MCP tool handlers resolve agent_id from session context via the session tracker and pass it to daemon API calls as x-signet-agent-id header. All queries filter by agent_id and visibility.

D) Structured memory types with taxonomy validation

The type parameter validates against the entity taxonomy: person, project, system, tool, concept, skill, task, unknown. Invalid types return 400 with valid options. Default is unknown.

E) Scorer signal emission

Store events produce write-source features (skill vs pipeline vs manual). Recall events produce retrieval-outcome features (hit/miss, rank, feedback).

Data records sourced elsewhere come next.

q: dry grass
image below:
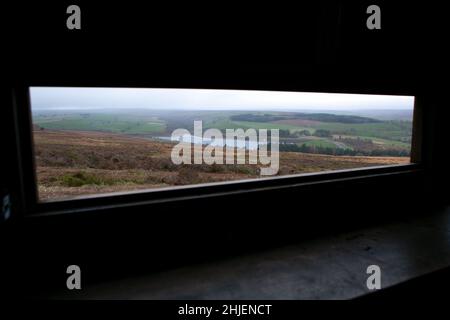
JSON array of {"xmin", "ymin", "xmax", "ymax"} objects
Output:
[{"xmin": 34, "ymin": 130, "xmax": 409, "ymax": 200}]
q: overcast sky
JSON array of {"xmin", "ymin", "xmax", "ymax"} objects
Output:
[{"xmin": 30, "ymin": 87, "xmax": 414, "ymax": 110}]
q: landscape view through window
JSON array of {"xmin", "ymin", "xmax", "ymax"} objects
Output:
[{"xmin": 30, "ymin": 87, "xmax": 414, "ymax": 201}]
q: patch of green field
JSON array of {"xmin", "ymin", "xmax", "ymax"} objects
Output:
[
  {"xmin": 304, "ymin": 139, "xmax": 337, "ymax": 149},
  {"xmin": 315, "ymin": 121, "xmax": 412, "ymax": 141},
  {"xmin": 34, "ymin": 114, "xmax": 166, "ymax": 134},
  {"xmin": 205, "ymin": 118, "xmax": 314, "ymax": 133}
]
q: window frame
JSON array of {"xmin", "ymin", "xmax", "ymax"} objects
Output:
[{"xmin": 13, "ymin": 84, "xmax": 426, "ymax": 216}]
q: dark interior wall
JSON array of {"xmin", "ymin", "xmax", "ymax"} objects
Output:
[{"xmin": 0, "ymin": 1, "xmax": 449, "ymax": 298}]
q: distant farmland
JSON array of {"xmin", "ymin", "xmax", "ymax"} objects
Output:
[{"xmin": 34, "ymin": 127, "xmax": 409, "ymax": 200}]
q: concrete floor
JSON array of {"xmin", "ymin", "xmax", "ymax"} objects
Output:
[{"xmin": 53, "ymin": 207, "xmax": 450, "ymax": 299}]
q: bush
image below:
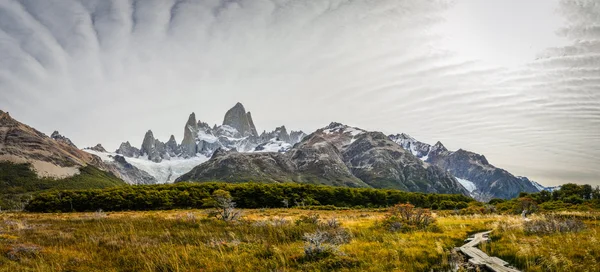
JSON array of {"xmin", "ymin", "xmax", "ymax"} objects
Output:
[
  {"xmin": 205, "ymin": 189, "xmax": 241, "ymax": 221},
  {"xmin": 523, "ymin": 216, "xmax": 585, "ymax": 234},
  {"xmin": 304, "ymin": 230, "xmax": 337, "ymax": 260},
  {"xmin": 25, "ymin": 182, "xmax": 475, "ymax": 212},
  {"xmin": 383, "ymin": 204, "xmax": 435, "ymax": 232}
]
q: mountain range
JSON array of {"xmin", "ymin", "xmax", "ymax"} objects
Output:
[{"xmin": 0, "ymin": 103, "xmax": 547, "ymax": 201}]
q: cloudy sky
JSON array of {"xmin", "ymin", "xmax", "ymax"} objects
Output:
[{"xmin": 0, "ymin": 0, "xmax": 600, "ymax": 185}]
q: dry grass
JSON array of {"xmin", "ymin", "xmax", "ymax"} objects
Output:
[{"xmin": 0, "ymin": 209, "xmax": 600, "ymax": 271}]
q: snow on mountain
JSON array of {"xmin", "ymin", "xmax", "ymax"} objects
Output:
[
  {"xmin": 98, "ymin": 103, "xmax": 306, "ymax": 183},
  {"xmin": 389, "ymin": 133, "xmax": 432, "ymax": 161},
  {"xmin": 455, "ymin": 177, "xmax": 477, "ymax": 193},
  {"xmin": 83, "ymin": 149, "xmax": 209, "ymax": 183},
  {"xmin": 254, "ymin": 138, "xmax": 292, "ymax": 152},
  {"xmin": 518, "ymin": 177, "xmax": 561, "ymax": 192}
]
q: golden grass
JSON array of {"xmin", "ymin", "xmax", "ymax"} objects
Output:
[{"xmin": 0, "ymin": 209, "xmax": 600, "ymax": 271}]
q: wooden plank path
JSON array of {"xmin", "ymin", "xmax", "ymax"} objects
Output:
[{"xmin": 458, "ymin": 230, "xmax": 519, "ymax": 272}]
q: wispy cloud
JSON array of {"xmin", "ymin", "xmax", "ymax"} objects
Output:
[{"xmin": 0, "ymin": 0, "xmax": 600, "ymax": 184}]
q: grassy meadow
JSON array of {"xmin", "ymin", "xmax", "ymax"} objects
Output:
[{"xmin": 0, "ymin": 209, "xmax": 600, "ymax": 271}]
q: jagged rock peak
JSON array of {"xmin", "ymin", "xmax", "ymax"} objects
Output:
[
  {"xmin": 180, "ymin": 112, "xmax": 198, "ymax": 158},
  {"xmin": 115, "ymin": 141, "xmax": 140, "ymax": 158},
  {"xmin": 165, "ymin": 135, "xmax": 181, "ymax": 157},
  {"xmin": 210, "ymin": 147, "xmax": 237, "ymax": 159},
  {"xmin": 223, "ymin": 102, "xmax": 258, "ymax": 137},
  {"xmin": 50, "ymin": 130, "xmax": 77, "ymax": 147},
  {"xmin": 140, "ymin": 130, "xmax": 162, "ymax": 162},
  {"xmin": 86, "ymin": 144, "xmax": 106, "ymax": 152},
  {"xmin": 431, "ymin": 141, "xmax": 448, "ymax": 151},
  {"xmin": 325, "ymin": 122, "xmax": 346, "ymax": 129}
]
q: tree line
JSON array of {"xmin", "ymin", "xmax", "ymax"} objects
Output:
[
  {"xmin": 25, "ymin": 182, "xmax": 475, "ymax": 212},
  {"xmin": 489, "ymin": 183, "xmax": 600, "ymax": 213}
]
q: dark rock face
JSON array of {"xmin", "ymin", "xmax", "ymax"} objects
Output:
[
  {"xmin": 343, "ymin": 132, "xmax": 468, "ymax": 195},
  {"xmin": 86, "ymin": 144, "xmax": 106, "ymax": 152},
  {"xmin": 115, "ymin": 141, "xmax": 140, "ymax": 158},
  {"xmin": 140, "ymin": 130, "xmax": 165, "ymax": 162},
  {"xmin": 259, "ymin": 126, "xmax": 292, "ymax": 144},
  {"xmin": 430, "ymin": 149, "xmax": 539, "ymax": 201},
  {"xmin": 223, "ymin": 103, "xmax": 258, "ymax": 137},
  {"xmin": 290, "ymin": 130, "xmax": 307, "ymax": 145},
  {"xmin": 181, "ymin": 112, "xmax": 198, "ymax": 158},
  {"xmin": 286, "ymin": 133, "xmax": 369, "ymax": 187},
  {"xmin": 389, "ymin": 134, "xmax": 540, "ymax": 201},
  {"xmin": 0, "ymin": 112, "xmax": 118, "ymax": 177},
  {"xmin": 50, "ymin": 130, "xmax": 77, "ymax": 148},
  {"xmin": 177, "ymin": 123, "xmax": 468, "ymax": 194},
  {"xmin": 112, "ymin": 155, "xmax": 157, "ymax": 185},
  {"xmin": 177, "ymin": 149, "xmax": 298, "ymax": 182},
  {"xmin": 165, "ymin": 135, "xmax": 181, "ymax": 157}
]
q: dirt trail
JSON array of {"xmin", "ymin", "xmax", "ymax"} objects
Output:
[{"xmin": 458, "ymin": 230, "xmax": 519, "ymax": 272}]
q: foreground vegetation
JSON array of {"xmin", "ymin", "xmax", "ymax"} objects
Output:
[
  {"xmin": 0, "ymin": 209, "xmax": 600, "ymax": 271},
  {"xmin": 25, "ymin": 183, "xmax": 475, "ymax": 212},
  {"xmin": 0, "ymin": 209, "xmax": 495, "ymax": 271},
  {"xmin": 0, "ymin": 161, "xmax": 126, "ymax": 210}
]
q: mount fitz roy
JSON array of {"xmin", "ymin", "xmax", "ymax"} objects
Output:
[{"xmin": 0, "ymin": 103, "xmax": 547, "ymax": 201}]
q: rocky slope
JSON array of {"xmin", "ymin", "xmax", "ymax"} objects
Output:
[
  {"xmin": 86, "ymin": 103, "xmax": 306, "ymax": 183},
  {"xmin": 177, "ymin": 123, "xmax": 468, "ymax": 194},
  {"xmin": 0, "ymin": 111, "xmax": 112, "ymax": 178},
  {"xmin": 389, "ymin": 134, "xmax": 543, "ymax": 201}
]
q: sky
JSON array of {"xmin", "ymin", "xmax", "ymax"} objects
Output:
[{"xmin": 0, "ymin": 0, "xmax": 600, "ymax": 185}]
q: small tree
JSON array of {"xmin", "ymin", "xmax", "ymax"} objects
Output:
[
  {"xmin": 383, "ymin": 204, "xmax": 435, "ymax": 231},
  {"xmin": 206, "ymin": 189, "xmax": 241, "ymax": 221},
  {"xmin": 518, "ymin": 197, "xmax": 537, "ymax": 218}
]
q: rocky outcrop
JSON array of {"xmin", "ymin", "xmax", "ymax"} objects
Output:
[
  {"xmin": 111, "ymin": 155, "xmax": 158, "ymax": 185},
  {"xmin": 165, "ymin": 135, "xmax": 181, "ymax": 157},
  {"xmin": 177, "ymin": 149, "xmax": 301, "ymax": 182},
  {"xmin": 115, "ymin": 141, "xmax": 140, "ymax": 158},
  {"xmin": 140, "ymin": 130, "xmax": 164, "ymax": 162},
  {"xmin": 177, "ymin": 123, "xmax": 468, "ymax": 194},
  {"xmin": 85, "ymin": 144, "xmax": 107, "ymax": 153},
  {"xmin": 285, "ymin": 133, "xmax": 369, "ymax": 187},
  {"xmin": 181, "ymin": 112, "xmax": 198, "ymax": 158},
  {"xmin": 50, "ymin": 130, "xmax": 77, "ymax": 148},
  {"xmin": 0, "ymin": 112, "xmax": 119, "ymax": 178},
  {"xmin": 429, "ymin": 149, "xmax": 540, "ymax": 201},
  {"xmin": 223, "ymin": 103, "xmax": 258, "ymax": 137},
  {"xmin": 290, "ymin": 130, "xmax": 307, "ymax": 145},
  {"xmin": 389, "ymin": 134, "xmax": 542, "ymax": 201},
  {"xmin": 343, "ymin": 132, "xmax": 469, "ymax": 195},
  {"xmin": 260, "ymin": 126, "xmax": 297, "ymax": 144}
]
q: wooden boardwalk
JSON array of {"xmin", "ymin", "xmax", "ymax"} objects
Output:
[{"xmin": 458, "ymin": 231, "xmax": 519, "ymax": 272}]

These signals feed into scorer training pairs.

4) Non-goals

  • No new MCP tool definitions (existing memory_store and memory_search are refreshed).
  • No changes to the extraction pipeline (this is about explicit user-initiated operations).
  • No skill YAML format changes.
  • No dashboard UI changes for skills.

5) Integration contracts

Skill Parity <-> Procedural Memory

  • Skills stored as graph entities (per procedural-memory-plan) can be recalled via memory_search with type filter skill.
  • Usage tracking on skill entities increments when a skill-typed memory is stored or recalled.

Skill Parity <-> Predictive Scorer

  • New write-source and retrieval-outcome signals become scorer features.
  • Scorer must handle the new feature dimensions gracefully (cold start uses default weights until training pairs accumulate).

Skill Parity <-> Multi-Agent Support

  • Agent_id is mandatory on all skill-originated daemon API calls.
  • Visibility rules (isolated/shared/group) apply identically to skill-originated and pipeline-originated memories.

6) Rollout phases

Phase 1 (agent scoping + type validation)

  • Thread agent_id through MCP tool handlers to daemon API.
  • Add taxonomy validation on memory_store type parameter.
  • No behavior change for recall (still embedding-primary).

Phase 2 (graph integration)

  • Enable inline entity linking on /api/memory/remember.
  • Switch memory_search to graph-traversal-primary recall path.
  • Default expand to true on the MCP tool.

Phase 3 (scorer integration)

  • Emit write-source and retrieval-outcome signals from skill operations.
  • Validate scorer training pairs include skill-originated data.

7) Validation and tests

  • Memory stored via memory_store produces entity mentions in memory_entity_mentions.
  • Recall via memory_search returns graph-traversal results when entities are present.
  • Agent_id is present on every daemon API call from skill handlers.
  • Invalid memory type returns 400 with valid options listed.
  • Constraint memories surface in recall results regardless of score.
  • Multi-agent isolation: agent A’s skill-stored memory is not visible to isolated agent B.

8) Success metrics

  • Skill-stored memories participate in graph traversal (non-zero entity mention count).
  • Recall quality from skills matches pipeline-originated recall quality on LoCoMo suite.
  • Zero agent_id scoping violations in multi-agent deployments.
  • No breaking changes for existing memory_store/memory_search callers.

9) Open decisions

  1. Whether entity linking on remember should be synchronous (blocking) or queued via the pipeline job system.
  2. Whether to add a confidence parameter to memory_store for user-specified certainty levels.
  3. Whether recall should support explicit graph traversal depth as a parameter or keep it internal.